Umgekehrte Vorzeichen

Während sich die Redmonder also in eine neue Produktkategorie vordrangen und dabei auch neue Impulse zu setzen vermochten, nahm sich Apples Event am Folgetag nach Ansicht vieler Beobachter recht unspektakulär aus. Ein Hardwareupdate für das herkömmliche Macbook Pro und eine neue Variante mit "Touchbar", die die klassischen Funktionstasten mit einem Oled-Touchbildschirm ersetzt, auf dem je nach Programm verschiedene Funktionen angeboten werden.

Dass Microsoft jene Firma ist, die mit neuen, gut designten Produkten begeistert und Apple ein vergleichsweise wenig aufregendes Update liefert, ist eine weitere Umkehrung des lange gewohnten Ablaufs.
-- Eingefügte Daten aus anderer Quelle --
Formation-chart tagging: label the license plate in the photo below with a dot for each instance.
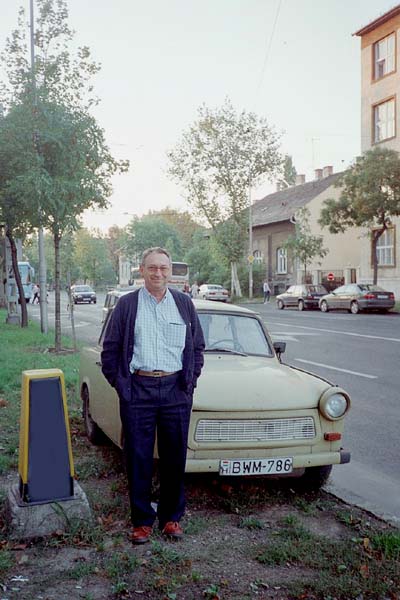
(256, 466)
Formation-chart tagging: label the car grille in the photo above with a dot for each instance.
(260, 430)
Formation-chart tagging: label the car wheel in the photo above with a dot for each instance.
(93, 431)
(324, 306)
(314, 478)
(354, 307)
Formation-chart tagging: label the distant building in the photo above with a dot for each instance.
(380, 125)
(274, 221)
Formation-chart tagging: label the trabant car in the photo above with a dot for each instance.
(252, 415)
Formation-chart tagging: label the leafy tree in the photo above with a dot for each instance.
(66, 166)
(15, 213)
(115, 242)
(203, 260)
(92, 258)
(152, 230)
(183, 222)
(216, 161)
(303, 245)
(370, 197)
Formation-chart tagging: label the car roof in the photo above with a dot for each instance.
(209, 305)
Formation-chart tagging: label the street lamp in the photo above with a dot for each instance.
(42, 258)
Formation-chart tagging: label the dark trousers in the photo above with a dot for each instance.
(157, 405)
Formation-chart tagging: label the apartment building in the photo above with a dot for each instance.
(274, 221)
(380, 125)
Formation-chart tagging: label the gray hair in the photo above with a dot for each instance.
(155, 250)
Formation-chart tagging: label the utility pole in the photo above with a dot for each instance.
(42, 258)
(251, 256)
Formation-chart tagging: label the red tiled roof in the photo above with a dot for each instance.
(393, 12)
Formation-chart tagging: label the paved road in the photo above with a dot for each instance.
(358, 352)
(361, 354)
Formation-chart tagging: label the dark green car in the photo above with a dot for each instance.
(355, 297)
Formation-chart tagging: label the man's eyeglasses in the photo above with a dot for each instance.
(154, 269)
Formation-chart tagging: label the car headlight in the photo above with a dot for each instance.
(334, 404)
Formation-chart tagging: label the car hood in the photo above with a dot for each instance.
(237, 383)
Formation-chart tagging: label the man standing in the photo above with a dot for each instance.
(267, 291)
(153, 355)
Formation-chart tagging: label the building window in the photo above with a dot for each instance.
(281, 260)
(384, 126)
(385, 249)
(384, 56)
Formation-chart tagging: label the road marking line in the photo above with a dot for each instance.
(310, 362)
(364, 335)
(80, 324)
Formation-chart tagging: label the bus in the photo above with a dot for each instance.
(27, 273)
(179, 277)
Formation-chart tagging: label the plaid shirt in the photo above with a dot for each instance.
(160, 334)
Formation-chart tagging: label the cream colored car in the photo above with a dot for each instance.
(252, 415)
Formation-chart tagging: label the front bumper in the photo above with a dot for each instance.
(300, 461)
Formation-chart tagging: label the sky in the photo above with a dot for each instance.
(293, 62)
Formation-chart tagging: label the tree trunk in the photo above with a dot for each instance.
(71, 310)
(57, 338)
(375, 237)
(14, 259)
(235, 284)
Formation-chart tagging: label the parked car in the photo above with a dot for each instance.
(83, 293)
(358, 296)
(252, 415)
(301, 296)
(209, 291)
(112, 297)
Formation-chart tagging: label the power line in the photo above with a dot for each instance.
(268, 50)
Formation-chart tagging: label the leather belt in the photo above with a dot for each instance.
(153, 373)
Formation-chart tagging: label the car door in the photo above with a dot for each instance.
(104, 401)
(290, 299)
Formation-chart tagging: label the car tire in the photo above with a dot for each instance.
(93, 431)
(354, 307)
(314, 478)
(324, 306)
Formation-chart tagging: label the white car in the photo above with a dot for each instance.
(252, 415)
(209, 291)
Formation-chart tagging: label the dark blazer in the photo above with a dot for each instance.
(119, 339)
Lange war es Microsoft, das für eher langweilige Vorstellungen bekannt war. Mit der Surface-Reihe hat sich das in den vergangenen Jahren geändert.

Apple wartet auf die Verschmelzung

Bei "Business Insider" liefert man eine interessante Theorie dafür, warum sich die Macbook-Welt nur noch langsam dreht. Der Laptop hat für Apple schlicht an Relevanz verloren. Schon seit Jahren ist das iPhone der große Einkommensbringer für den Konzern, während die Mac-Sparte seit 2012 kaum noch wächst. Dass man im klassischen PC-Segment noch viel an Boden gutmachen kann, erscheint unwahrscheinlich.
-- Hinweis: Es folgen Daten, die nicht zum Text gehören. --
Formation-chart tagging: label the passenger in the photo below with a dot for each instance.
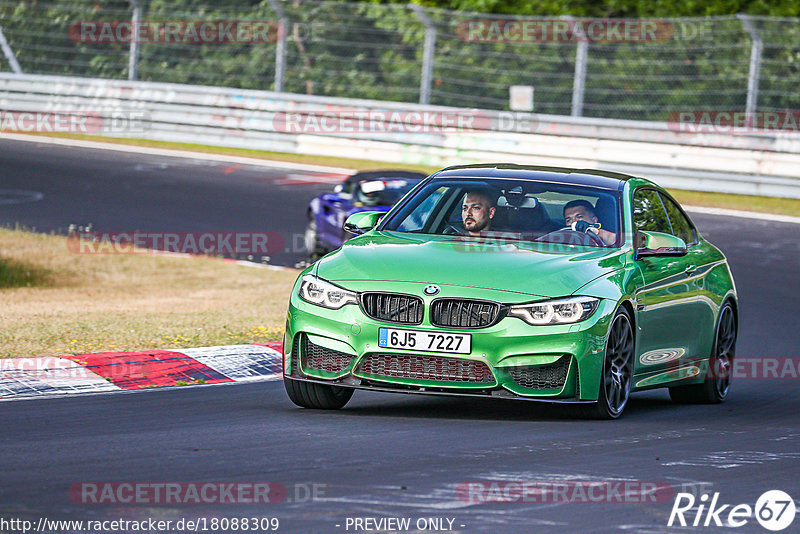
(579, 216)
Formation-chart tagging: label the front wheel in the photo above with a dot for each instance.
(717, 384)
(317, 396)
(617, 377)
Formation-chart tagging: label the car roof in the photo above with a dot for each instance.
(565, 175)
(378, 175)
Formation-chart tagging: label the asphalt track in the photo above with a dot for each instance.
(383, 455)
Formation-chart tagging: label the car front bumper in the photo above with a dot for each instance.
(509, 359)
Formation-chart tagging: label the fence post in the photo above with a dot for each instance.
(426, 76)
(133, 54)
(755, 67)
(280, 48)
(579, 81)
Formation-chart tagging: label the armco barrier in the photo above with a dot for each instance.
(765, 163)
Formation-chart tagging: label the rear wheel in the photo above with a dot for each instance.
(717, 384)
(615, 382)
(318, 396)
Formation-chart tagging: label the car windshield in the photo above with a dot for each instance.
(384, 192)
(518, 210)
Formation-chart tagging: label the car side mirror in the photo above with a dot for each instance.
(362, 222)
(658, 244)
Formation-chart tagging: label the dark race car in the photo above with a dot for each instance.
(363, 191)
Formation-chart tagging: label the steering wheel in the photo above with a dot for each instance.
(594, 237)
(453, 230)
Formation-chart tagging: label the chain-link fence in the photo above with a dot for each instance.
(629, 69)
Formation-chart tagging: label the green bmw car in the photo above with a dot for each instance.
(517, 282)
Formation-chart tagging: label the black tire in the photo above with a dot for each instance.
(715, 388)
(317, 396)
(617, 375)
(314, 246)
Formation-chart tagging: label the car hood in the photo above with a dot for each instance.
(523, 268)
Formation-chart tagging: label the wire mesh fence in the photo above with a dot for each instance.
(628, 69)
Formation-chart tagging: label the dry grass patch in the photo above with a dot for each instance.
(56, 303)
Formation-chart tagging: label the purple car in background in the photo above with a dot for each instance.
(363, 191)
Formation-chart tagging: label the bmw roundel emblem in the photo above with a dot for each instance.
(431, 289)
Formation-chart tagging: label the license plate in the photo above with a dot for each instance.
(393, 338)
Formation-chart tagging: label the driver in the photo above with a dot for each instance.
(477, 211)
(579, 215)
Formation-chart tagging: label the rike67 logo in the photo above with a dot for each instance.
(774, 510)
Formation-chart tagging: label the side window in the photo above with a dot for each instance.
(648, 212)
(416, 220)
(681, 227)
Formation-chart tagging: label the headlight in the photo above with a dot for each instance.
(318, 291)
(561, 311)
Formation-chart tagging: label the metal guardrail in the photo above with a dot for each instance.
(752, 163)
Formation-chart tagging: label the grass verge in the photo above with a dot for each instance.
(782, 206)
(57, 303)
Die Vision ist eine andere: Langfristig plant Apple wohl die Zusammenführung von iOS und Mac OS. In welche Richtung der Zug fährt, zeigt das vor einem Jahr vorgestellte iPad Pro, das Apple-CEO Tim Cook als "Laptopersatz" angepriesen hat. Doch dafür gibt es noch zu viele Einschränkungen. Hardware und Software müssen noch die eine oder andere Hürde nehmen, ehe überzeugende Ergebnisse möglich sind.
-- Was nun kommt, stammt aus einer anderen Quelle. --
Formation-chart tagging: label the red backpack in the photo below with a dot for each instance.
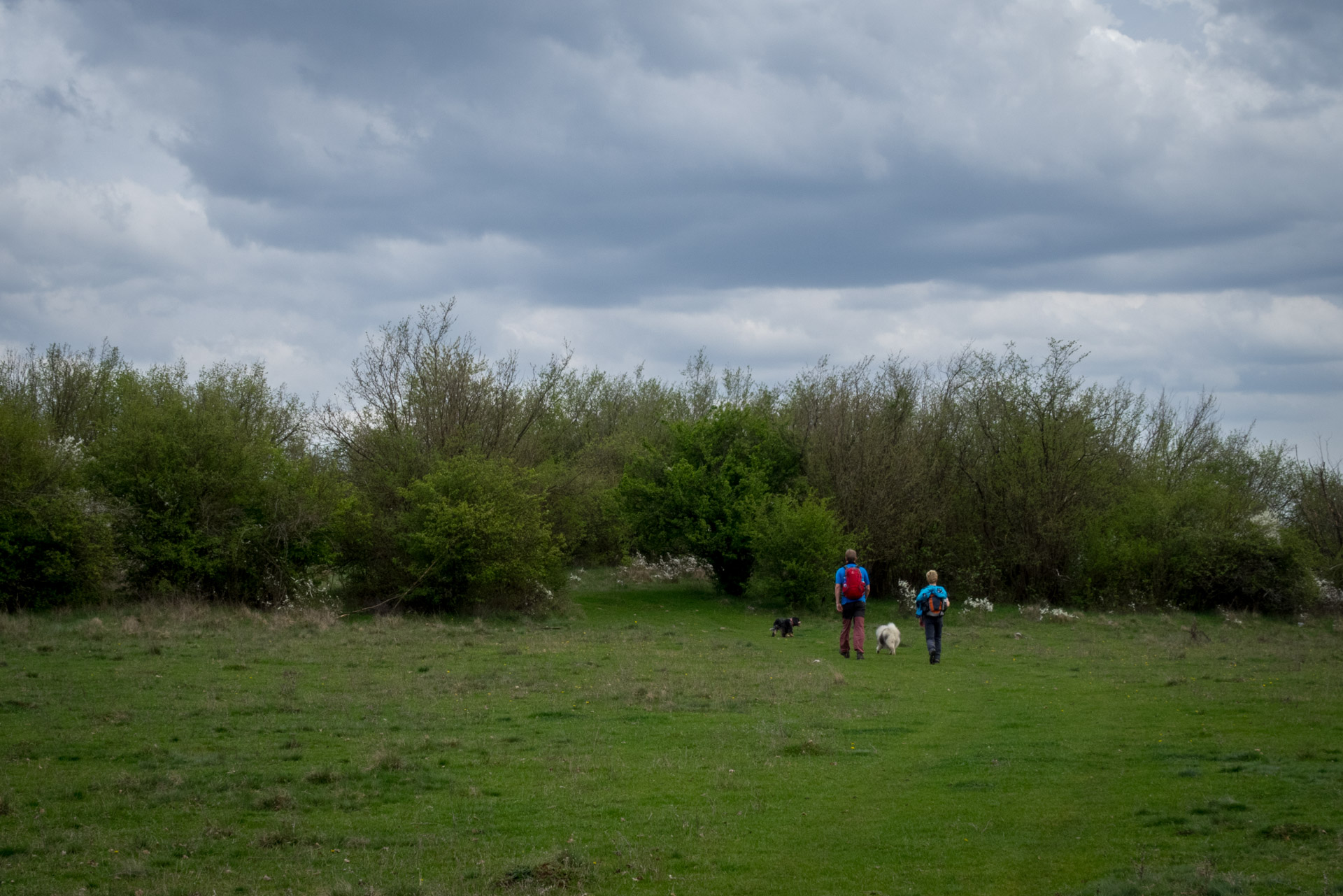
(853, 585)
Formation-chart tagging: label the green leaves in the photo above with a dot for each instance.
(703, 492)
(476, 531)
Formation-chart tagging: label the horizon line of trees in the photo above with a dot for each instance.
(439, 478)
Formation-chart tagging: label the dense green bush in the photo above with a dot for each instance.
(1016, 478)
(474, 532)
(798, 544)
(219, 495)
(1195, 546)
(55, 536)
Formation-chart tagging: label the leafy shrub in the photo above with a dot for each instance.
(476, 532)
(55, 543)
(1195, 546)
(702, 493)
(220, 496)
(798, 544)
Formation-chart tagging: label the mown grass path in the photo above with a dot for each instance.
(661, 742)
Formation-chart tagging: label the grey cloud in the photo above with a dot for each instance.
(258, 178)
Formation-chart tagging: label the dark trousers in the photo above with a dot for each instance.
(852, 620)
(932, 633)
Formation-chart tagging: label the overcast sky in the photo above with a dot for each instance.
(1160, 180)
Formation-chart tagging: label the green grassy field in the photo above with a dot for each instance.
(658, 741)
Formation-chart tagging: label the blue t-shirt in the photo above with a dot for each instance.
(922, 601)
(867, 583)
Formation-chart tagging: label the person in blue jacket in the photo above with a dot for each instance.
(931, 609)
(852, 590)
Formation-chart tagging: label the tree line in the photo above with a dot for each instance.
(439, 478)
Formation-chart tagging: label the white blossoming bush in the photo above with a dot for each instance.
(641, 571)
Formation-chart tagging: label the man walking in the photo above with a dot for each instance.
(852, 590)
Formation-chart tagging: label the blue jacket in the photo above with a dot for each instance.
(839, 578)
(922, 602)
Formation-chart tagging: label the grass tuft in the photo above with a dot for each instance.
(559, 872)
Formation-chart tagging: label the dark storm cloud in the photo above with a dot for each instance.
(270, 179)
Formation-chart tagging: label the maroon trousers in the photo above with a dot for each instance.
(852, 620)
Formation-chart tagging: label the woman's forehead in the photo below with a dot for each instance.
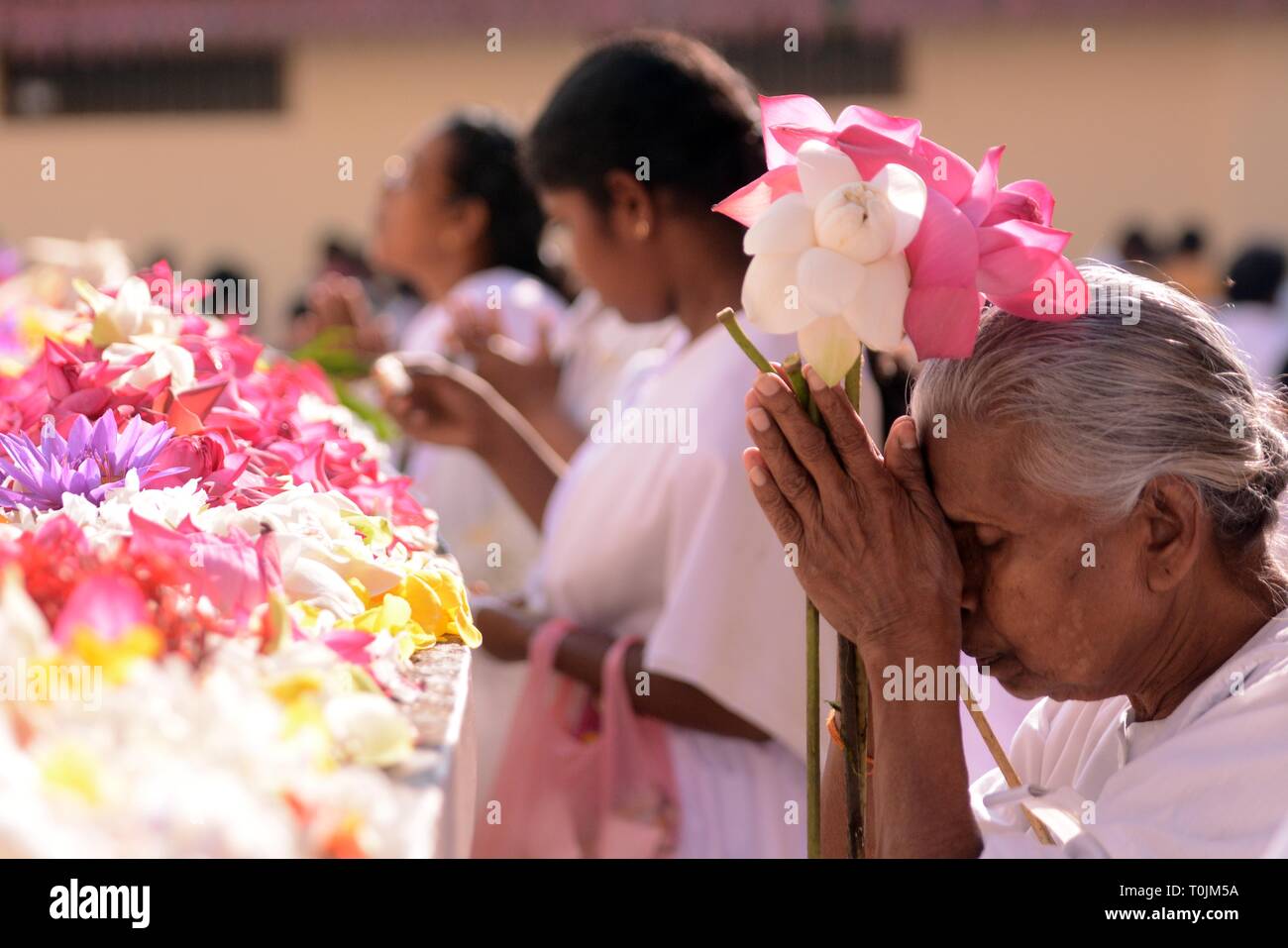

Bis es so weit ist, hat Apple keine andere Wahl, als das Macbook zu erhalten und vorsichtig weiterzuentwickeln. Denn es gilt, eine Nutzerbasis zu erhalten, die den nächsten Schritt mitmachen soll. Apple in Warteposition eröffnet eine Gelegenheit für die Konkurrenz.

Microsoft will Windows-10-Wachstum ankurbeln

Hatte Microsoft zwei Generationen lang Probleme damit, sein Surface Convertible zu einem überzeugenden Produkt zu machen, funktioniert die Kombination aus Tablet und Notebook seit dem dritten Anlauf – wenn auch mit kleineren Einschränkungen. Mit dem Surface Book zeigte man, dass man auch ein auf Notebook-Nutzung fokussiertes Gerät umsetzen kann. Die Surface Station ist nun ein klarer Fingerzeig, dass der einst auf Windows und Office fokussierte Konzern auch dem iMac die Stirn bieten kann.

Für Microsoft geht es dabei nicht zwingend darum, Apple aus seiner komfortablen Nische im PC-Markt zu drängen, auch wenn man mit Preisnachlässen für Macbook-Rückgaben entsprechende Incentives für US-Kunden schafft. Vielmehr will man zeigen, dass man wieder ein innovationsfreudiges Unternehmen geworden ist. Die positive Resonanz schafft Momentum, von dem die Verkäufe von Windows-Geräten allgemein profitieren könnten.

Denn letztlich möchte man hauptsächlich an Dienstleistungen verdienen, was mit einer größeren Installationsbasis von Windows 10 erleichtert wird. Ob sich Käufer nun für die relativ teuren Surface-Geräte entscheiden oder zu einem Dritthersteller greifen, ist für Microsoft unter diesem Aspekt relativ egal. Apple hingegen steht vor der schwierigen Aufgabe, eine Technikgeneration überbrücken zu müssen. Tim Cook hat bereits angekündigt, dass die Touchbar nur der Anfang zukünftiger Innovationen gewesen sein soll. (gpi, 1.11.2016)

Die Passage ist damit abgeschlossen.